FDPPKW-Maut

Scheuer hat Recht gebrochen

Pkw-MautUntersuchungsauschuss will beweisen, dass Scheuer bei der PKW-Maut Recht gebrochen hat
02.12.2019

Der Bundestag hat den Untersuchungsausschuss zur geplatzten Pkw-Maut eingesetzt. Das Gremium sei notwendig, sagt FDP-Verkehrsexperte Oliver Luksic. Angesichts eines Millionen-Schadens müsse nach den politischen Konsequenzen gefragt werden. Vor allem in Bezug auf Verkehrsminister Andreas Scheuer (CSU): "Wir wollen beweisen, dass Verkehrsminister Scheuer mehrfach das Recht gebrochen hat. Weil er Verträge unterschrieben hat, die völlig unüblich sind und nicht hätten unterschrieben werden dürfen", erklärt Luksic den Auftrag. Angesichts des Schadens von mindestens 500 Millionen Euro müsse auch nach den politischen Konsequenzen gefragt werden. "Entlastende Beweise sehe ich derzeit nicht."
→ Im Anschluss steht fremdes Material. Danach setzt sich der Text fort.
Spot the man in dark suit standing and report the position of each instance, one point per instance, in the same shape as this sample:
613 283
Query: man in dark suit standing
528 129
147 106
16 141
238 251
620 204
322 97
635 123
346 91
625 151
Der Minister habe die Maut-Verträge vor dem Urteil des Europäischen Gerichtshofes unterzeichnet. „Wegen der Landtagswahl in Bayern im letzten Jahr“, so Luksic. „Und damit die Maut möglichst vor der nächsten Bundestagswahl kommt. Niemand hat ihn dazu aufgefordert oder gezwungen. Scheuer hat sich verzockt. Fehler hat er bis heute nicht eingeräumt.“  Dabei hat Andreas Scheuer im Januar 2019 entschieden, das Unternehmen Toll Collect auf Dauer zu behalten, da der Betrieb in staatlicher Regie wirtschaftlicher sei. Anlagen von Toll Collect sollten außerdem beim Betrieb der inzwischen gescheiterten Pkw-Maut mitgenutzt werden. Der FDP-Verkehrsexperte Oliver Luksic sagte, Scheuer habe Toll Collect extra verstaatlicht, um die Pkw-Maut zu retten. Das sei ein weiterer Rechtsbruch und Angriff auf den Steuerzahler.

Scheuer habe das Vergabe- und das Haushaltsrecht gebrochen, erhebt Luksic schwere Vorwürfe. „Er hat den Beschluss des Haushaltsgesetzgebers missachtet und nicht die bewilligten zwei Milliarden Euro zur Umsetzung der Maut zugesichert, sondern drei Milliarden Euro. Außerdem hat er mit einem Anbieter über ein finales Angebot verhandelt, ohne anderen Gelegenheit zu einem neuen Angebot zu geben. Das alles hat er am Parlament vorbei gemacht.“

Er sieht in dem früheren Bundesverkehrsminister Peter Ramsauer (CSU) eine Schlüsselfigur zur Aufklärung der Maut-Pleite durch den Untersuchungsausschuss des Bundestages. "Unser Kronzeuge ist der frühere CSU-Verkehrsminister Peter Ramsauer", sagte Luksic der "Saarbrücker Zeitung". Ramsauer habe immer davor gewarnt, dass eine Pkw-Maut nur für Ausländer nicht funktionieren werde. Der jetzige Bundesverkehrsminister Andreas Scheuer (CSU) sei damals Staatssekretär im Verkehrsministerium gewesen. Es gebe Belege dafür, dass auch Scheuer seinerzeit eine Maut nur für Ausländer für nicht machbar gehalten habe. "Woher dann sein Meinungsumschwung gekommen ist, wollen wir wissen".